The Major Keys to Adherence: Marijuana

Updated: Mar 29

Before we delve into this, we must state that we do not promote the use of this substance as it is currently illegal in many locations. It is your choice and your choice only if you choose to partake in the use of marijuana.


The weed culture has certainly gained popularity in recent times and has made its way into the fitness world. But what does it do?

Marijuana contains over 400 chemical compounds known as cannabinoids. The endocannabinoid system (ECS) is a cell signalling system in the body that was identified in the early 1990’s because of the exploration of the cannabinoid THC. This system is still undergoing research but so far, we know it plays a regulatory role in:

  • Sleep

  • Mood

  • Appetite

  • Memory

  • Reproduction and fertility

The ECS has three components: endocannabinoids, receptors, and enzymes.


Endocannabinoids are molecules produced by your body that are like cannabinoids.


Receptors are found in the body and endocannabinoids bind to them to indicate that the ECS needs to act.

There are two main receptors in the body:

  • CB1, mainly found in the central nervous system

  • CB2, mainly found in the peripheral nervous system, especially immune cells

Endocannabinoids attach to either receptor. The resultant effect depends on where the receptor is located and which endocannabinoid it attaches to.


Enzymes break down the endocannabinoid once they have carried out their function.


Tetrahydrocannabinol (THC) is the cannabinoid that gets you “high”. Once ingested, it interacts with the ECS by binding to receptors. It can bind to both CB1 and CB2. It may help to reduce pain and stimulate your appetite, but it may also cause paranoia and anxiety.


Cannabidiol (CBD) is the other major cannabinoid found in marijuana. Researchers are yet to find how CBD interacts with the ECS, but they do know it does not attach to a receptor in the way that THC does.
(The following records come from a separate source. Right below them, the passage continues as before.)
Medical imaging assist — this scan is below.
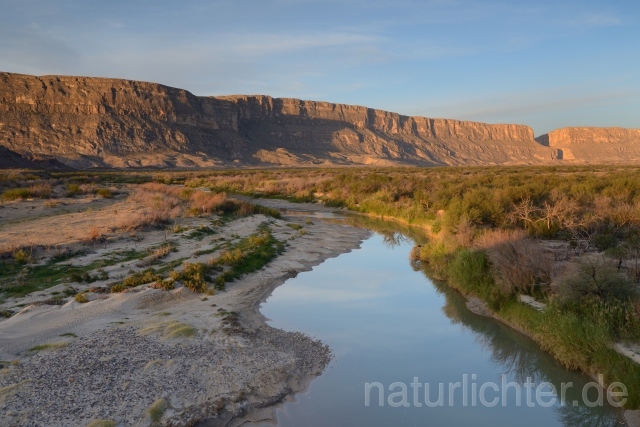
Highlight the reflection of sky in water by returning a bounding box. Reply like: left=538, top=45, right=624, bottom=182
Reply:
left=256, top=233, right=622, bottom=427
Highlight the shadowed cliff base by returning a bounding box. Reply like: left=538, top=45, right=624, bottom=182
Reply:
left=1, top=72, right=639, bottom=169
The method of consumption can also affect caloric intake and might influence food choice. But these studies concluded that it was down to the dosage and potency – greater dosage and potency lead to more appetite stimulation. Current evidence suggests that regular cannabis use promotes weight gain. In-fact, most of the side-effects are associated with frequency of use.

A study by Nicholson et al. (2004) tested the effects of THC and CBD on healthy adults. There were 4 different treatments and they all were given to everyone at different times. No one knew what they were receiving at the time. The treatments:

  • 15mg THC

  • 5mg THC + 5mg CBD

  • 15mg THC + 15mg CBD

  • Placebo

The outcomes measured were next-day cognitive performance and memory, mood, fatigue, sleepiness, and subjective sleep quality ratings. Sleep latency (the amount of time to fall asleep) was measured by an electroencephalogram (EEG). An EEG tracks and records brain wave patterns.
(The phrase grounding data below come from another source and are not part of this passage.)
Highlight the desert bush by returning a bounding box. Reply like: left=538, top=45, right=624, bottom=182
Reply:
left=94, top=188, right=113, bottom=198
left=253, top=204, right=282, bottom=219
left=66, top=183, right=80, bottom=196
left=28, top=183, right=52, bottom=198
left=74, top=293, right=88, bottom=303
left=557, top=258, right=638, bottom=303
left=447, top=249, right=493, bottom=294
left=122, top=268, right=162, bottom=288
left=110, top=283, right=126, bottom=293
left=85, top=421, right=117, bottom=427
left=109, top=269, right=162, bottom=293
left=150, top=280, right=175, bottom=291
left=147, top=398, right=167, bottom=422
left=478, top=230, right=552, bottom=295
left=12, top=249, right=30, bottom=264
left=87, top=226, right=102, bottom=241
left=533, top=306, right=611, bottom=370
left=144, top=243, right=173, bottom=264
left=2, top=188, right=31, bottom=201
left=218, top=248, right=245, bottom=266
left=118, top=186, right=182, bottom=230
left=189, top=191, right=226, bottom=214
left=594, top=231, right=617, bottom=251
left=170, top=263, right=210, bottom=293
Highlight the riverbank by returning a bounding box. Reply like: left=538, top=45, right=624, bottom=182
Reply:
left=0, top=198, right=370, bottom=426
In comparison to placebo, when the individual received a combination of THC and CBD there was a decrease in stage 3 sleep time (the period of sleep that you need in order to feel refreshed in the morning) and an increase in wakefulness.


The CBD group also took longer to fall asleep than the THC group and the THC + CBD groups had no difference in sleep latency in comparison to placebo.
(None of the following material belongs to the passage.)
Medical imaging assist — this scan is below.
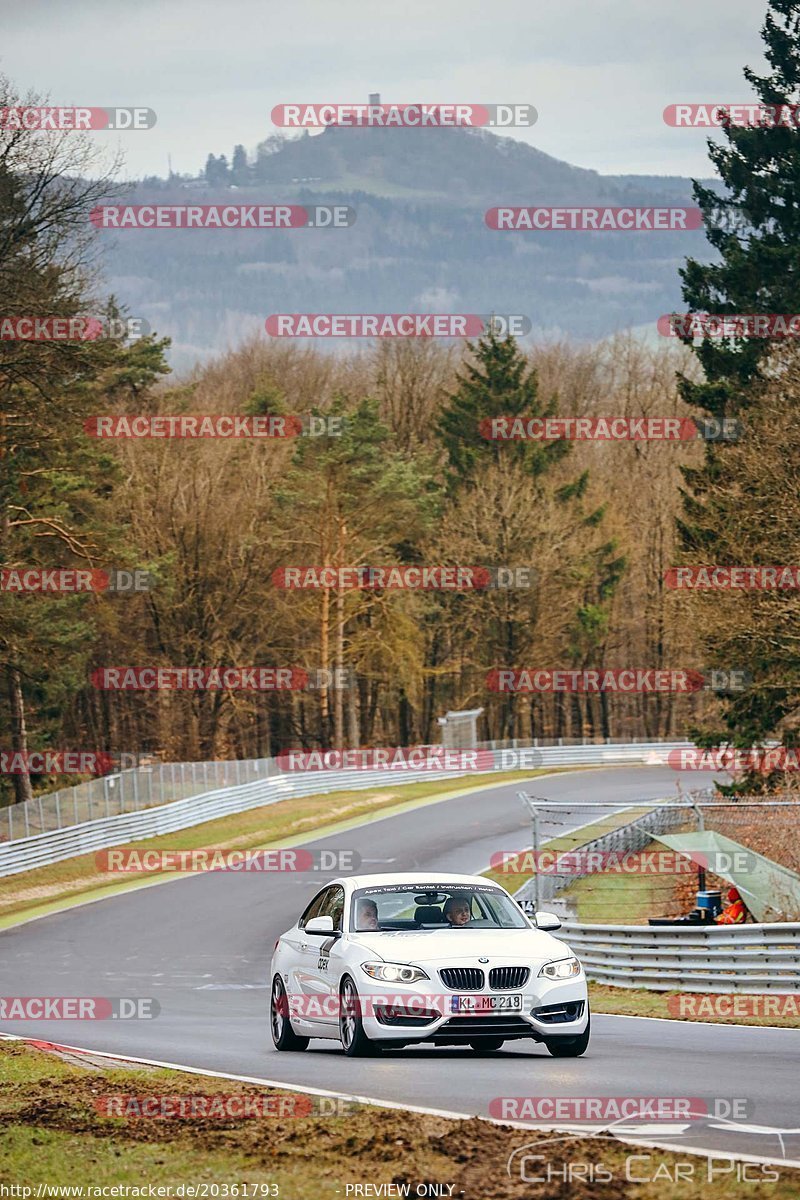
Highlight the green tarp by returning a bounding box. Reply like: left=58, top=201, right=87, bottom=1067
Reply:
left=653, top=830, right=800, bottom=922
15mg of THC resulted in next day memory impairment and a decrease in sleep latency. So, it seems that THC decreases sleep latency while CBD increases that time and promotes wakefulness.


The research on marijuana is limited right now but from what has been produced we could conclude that frequency of use seems to be of most detriment to an individual. As always, remain accountable if you choose to use marijuana.